Die Hisbollah hat auch enge Verbindung mit der im Gazastreifen herrschenden Hamas. Nach gewaltsamen Zusammenstößen auf dem Tempelberg in Jerusalem hatte die Hisbollah im Libanon palästinensischen Gruppen bei "Maßnahmen gegen Israel" zuvor ihre uneingeschränkte Unterstützung zugesichert. Die Hisbollah verurteile "nachdrücklich den Angriff" auf die Al-Aksa-Moschee und bekunde ihre "volle Solidarität mit dem palästinensischen Volk und den Widerstandsgruppen", erklärte die pro-iranische Miliz. Sie verspreche, ihnen "bei allen Maßnahmen" zum Schutz der Gläubigen "zur Seite zu stehen".
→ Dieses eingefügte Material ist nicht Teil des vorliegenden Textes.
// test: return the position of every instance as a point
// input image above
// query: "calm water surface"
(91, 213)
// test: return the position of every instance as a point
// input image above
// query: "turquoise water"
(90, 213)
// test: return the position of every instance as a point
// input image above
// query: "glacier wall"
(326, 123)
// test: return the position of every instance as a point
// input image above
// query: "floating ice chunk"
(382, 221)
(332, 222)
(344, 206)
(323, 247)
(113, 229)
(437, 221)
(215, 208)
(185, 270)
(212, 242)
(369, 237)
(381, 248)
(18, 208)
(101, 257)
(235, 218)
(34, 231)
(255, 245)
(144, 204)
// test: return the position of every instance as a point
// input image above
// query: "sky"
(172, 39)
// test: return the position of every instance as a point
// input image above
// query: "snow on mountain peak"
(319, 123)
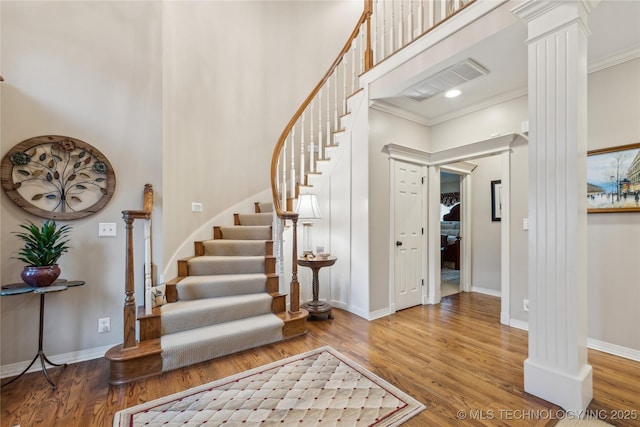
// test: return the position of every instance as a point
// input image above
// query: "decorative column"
(556, 369)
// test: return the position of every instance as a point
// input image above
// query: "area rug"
(320, 387)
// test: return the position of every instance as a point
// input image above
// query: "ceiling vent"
(446, 79)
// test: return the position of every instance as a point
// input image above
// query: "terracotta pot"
(40, 276)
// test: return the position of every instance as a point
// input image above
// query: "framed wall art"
(57, 177)
(496, 200)
(613, 179)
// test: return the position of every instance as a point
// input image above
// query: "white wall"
(89, 70)
(385, 129)
(188, 96)
(234, 74)
(614, 238)
(485, 243)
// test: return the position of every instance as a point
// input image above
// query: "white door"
(407, 234)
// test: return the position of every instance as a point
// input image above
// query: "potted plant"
(43, 246)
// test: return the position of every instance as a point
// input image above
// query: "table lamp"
(307, 209)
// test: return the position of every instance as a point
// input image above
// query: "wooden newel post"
(130, 299)
(368, 53)
(294, 303)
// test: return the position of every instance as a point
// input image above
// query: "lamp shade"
(307, 207)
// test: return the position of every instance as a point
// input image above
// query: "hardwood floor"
(453, 357)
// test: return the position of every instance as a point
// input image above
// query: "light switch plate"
(107, 229)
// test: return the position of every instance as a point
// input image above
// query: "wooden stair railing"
(384, 28)
(130, 308)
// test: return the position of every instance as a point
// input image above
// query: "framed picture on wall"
(496, 200)
(613, 179)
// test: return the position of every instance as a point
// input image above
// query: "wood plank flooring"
(453, 357)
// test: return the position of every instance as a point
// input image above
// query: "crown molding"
(385, 107)
(614, 59)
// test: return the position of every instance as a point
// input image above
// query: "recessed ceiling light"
(452, 93)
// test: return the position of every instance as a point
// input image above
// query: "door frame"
(394, 235)
(414, 157)
(457, 157)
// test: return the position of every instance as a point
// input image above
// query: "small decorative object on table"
(317, 307)
(43, 246)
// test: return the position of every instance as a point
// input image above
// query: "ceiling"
(615, 30)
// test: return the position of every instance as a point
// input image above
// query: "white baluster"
(335, 104)
(383, 50)
(147, 267)
(420, 23)
(363, 47)
(401, 25)
(353, 68)
(344, 84)
(320, 151)
(328, 136)
(292, 184)
(302, 143)
(312, 167)
(392, 28)
(431, 13)
(374, 32)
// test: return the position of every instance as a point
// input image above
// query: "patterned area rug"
(320, 387)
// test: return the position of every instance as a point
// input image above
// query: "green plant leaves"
(43, 245)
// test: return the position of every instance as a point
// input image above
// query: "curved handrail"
(285, 133)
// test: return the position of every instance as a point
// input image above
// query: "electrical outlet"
(107, 229)
(104, 325)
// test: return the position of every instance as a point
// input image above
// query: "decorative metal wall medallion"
(57, 177)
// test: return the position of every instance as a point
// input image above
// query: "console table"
(22, 288)
(316, 307)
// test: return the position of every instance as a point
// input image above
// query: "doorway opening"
(450, 241)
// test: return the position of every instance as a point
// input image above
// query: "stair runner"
(223, 304)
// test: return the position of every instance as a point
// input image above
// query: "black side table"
(22, 288)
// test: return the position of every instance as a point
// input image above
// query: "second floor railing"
(383, 28)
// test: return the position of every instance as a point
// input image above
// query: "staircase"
(224, 300)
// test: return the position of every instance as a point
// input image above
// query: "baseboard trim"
(379, 314)
(486, 291)
(519, 324)
(14, 369)
(605, 347)
(614, 349)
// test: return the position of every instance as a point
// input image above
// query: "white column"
(556, 369)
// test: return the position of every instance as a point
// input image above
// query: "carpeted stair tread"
(210, 265)
(195, 287)
(256, 218)
(246, 232)
(266, 206)
(197, 345)
(226, 247)
(183, 315)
Eskalation im Nahostkonflikt? Sorge nach Zusammenstößen in Al-Aksa-Moschee
Nach den Zusammenstößen zwischen der israelischen Polizei und Palästinensern in der Al-Aksa-Moschee war es zu Beschuss aus dem Gazastreifen in Richtung Israel gekommen. Aus dem Küstenstreifen feuerten Palästinenser mehrere Raketen auf israelisches Gebiet. Sieben Raketen seien in der Luft explodiert, teilte die Armee mit. Fünf davon seien auf israelisches Gebiet gerichtet gewesen, zwei aufs Mittelmeer. Die Entwicklungen hatten international die Sorge vor einer erneuten Eskalation im Nahostkonflikt wachsen lassen.
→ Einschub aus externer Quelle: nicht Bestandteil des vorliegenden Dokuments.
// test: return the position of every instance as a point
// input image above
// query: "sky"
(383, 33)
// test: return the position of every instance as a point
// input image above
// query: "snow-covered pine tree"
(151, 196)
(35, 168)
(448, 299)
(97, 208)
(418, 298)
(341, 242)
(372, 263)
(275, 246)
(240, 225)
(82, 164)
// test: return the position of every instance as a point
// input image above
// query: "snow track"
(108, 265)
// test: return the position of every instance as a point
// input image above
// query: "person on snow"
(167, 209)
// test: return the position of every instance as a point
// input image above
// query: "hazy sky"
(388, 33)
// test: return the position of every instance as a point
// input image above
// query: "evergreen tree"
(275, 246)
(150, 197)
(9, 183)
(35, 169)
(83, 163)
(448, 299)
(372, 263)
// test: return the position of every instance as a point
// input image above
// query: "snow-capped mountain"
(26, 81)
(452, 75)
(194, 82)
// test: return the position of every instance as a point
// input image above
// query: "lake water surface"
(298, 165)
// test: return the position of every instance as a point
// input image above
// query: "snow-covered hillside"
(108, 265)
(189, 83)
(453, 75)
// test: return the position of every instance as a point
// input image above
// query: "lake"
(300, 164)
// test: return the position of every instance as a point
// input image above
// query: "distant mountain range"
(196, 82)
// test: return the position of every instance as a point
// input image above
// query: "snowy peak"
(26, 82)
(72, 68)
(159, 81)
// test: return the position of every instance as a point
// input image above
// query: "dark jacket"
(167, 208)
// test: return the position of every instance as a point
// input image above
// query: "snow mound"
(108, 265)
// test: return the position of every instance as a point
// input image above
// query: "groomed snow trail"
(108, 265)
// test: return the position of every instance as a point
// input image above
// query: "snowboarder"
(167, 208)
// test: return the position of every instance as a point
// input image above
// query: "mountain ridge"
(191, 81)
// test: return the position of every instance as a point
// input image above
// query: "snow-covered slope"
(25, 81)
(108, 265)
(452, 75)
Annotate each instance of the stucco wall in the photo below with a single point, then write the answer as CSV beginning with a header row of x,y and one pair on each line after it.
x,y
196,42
Deutschland, USA, Frankreich und UN verurteilen Beschuss
Deutschland, Frankreich und die USA verurteilten den jüngsten Raketenbeschuss aus dem Gazastreifen und Libanon auf Israel am Donnerstag. "Er muss sofort aufhören. Es gilt besonders jetzt während der Feiertage, eine weitere Eskalation zu verhindern", erklärte das Auswärtige Amt auf Twitter. Auch Frankreich rief nach Angaben eines Außenministeriumssprechers dazu auf, während der Feiertage "jede Aktion zu vermeiden, die die Eskalation der Gewalt anheizen könnte".
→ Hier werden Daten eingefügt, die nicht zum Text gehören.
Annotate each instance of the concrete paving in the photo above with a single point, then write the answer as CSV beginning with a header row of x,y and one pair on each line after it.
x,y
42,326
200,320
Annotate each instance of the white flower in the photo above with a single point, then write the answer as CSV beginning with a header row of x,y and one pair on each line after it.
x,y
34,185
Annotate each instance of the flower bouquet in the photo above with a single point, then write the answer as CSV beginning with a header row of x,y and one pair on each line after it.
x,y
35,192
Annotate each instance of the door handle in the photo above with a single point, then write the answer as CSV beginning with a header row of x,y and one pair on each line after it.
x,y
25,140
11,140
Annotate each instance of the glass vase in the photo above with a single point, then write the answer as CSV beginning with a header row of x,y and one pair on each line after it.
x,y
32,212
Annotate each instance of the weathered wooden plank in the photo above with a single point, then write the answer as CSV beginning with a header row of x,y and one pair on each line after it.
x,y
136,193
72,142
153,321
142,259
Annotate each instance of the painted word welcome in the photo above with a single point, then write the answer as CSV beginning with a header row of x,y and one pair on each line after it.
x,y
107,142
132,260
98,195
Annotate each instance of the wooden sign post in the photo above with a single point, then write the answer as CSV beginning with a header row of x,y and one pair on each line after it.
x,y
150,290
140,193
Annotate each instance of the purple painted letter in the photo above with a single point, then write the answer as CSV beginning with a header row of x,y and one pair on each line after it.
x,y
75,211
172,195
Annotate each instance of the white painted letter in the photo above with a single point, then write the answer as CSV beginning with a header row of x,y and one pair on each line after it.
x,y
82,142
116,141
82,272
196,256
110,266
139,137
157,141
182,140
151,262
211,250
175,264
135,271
Die USA bekräftigten ihren Einsatz für die Sicherheit Israels. Washington erkenne außerdem "das legitime Recht Israels an, sich selbst gegen alle Formen der Aggression zu verteidigen", erklärte das US-Außenministerium. UN-Generalsekretär António Guterres verurteilte laut seinem Sprecher "die zahlreichen Raketen, die heute aus dem Libanon auf den Norden Israels abgefeuert wurden" und forderte "alle Akteure" zu größtmöglicher Zurückhaltung auf.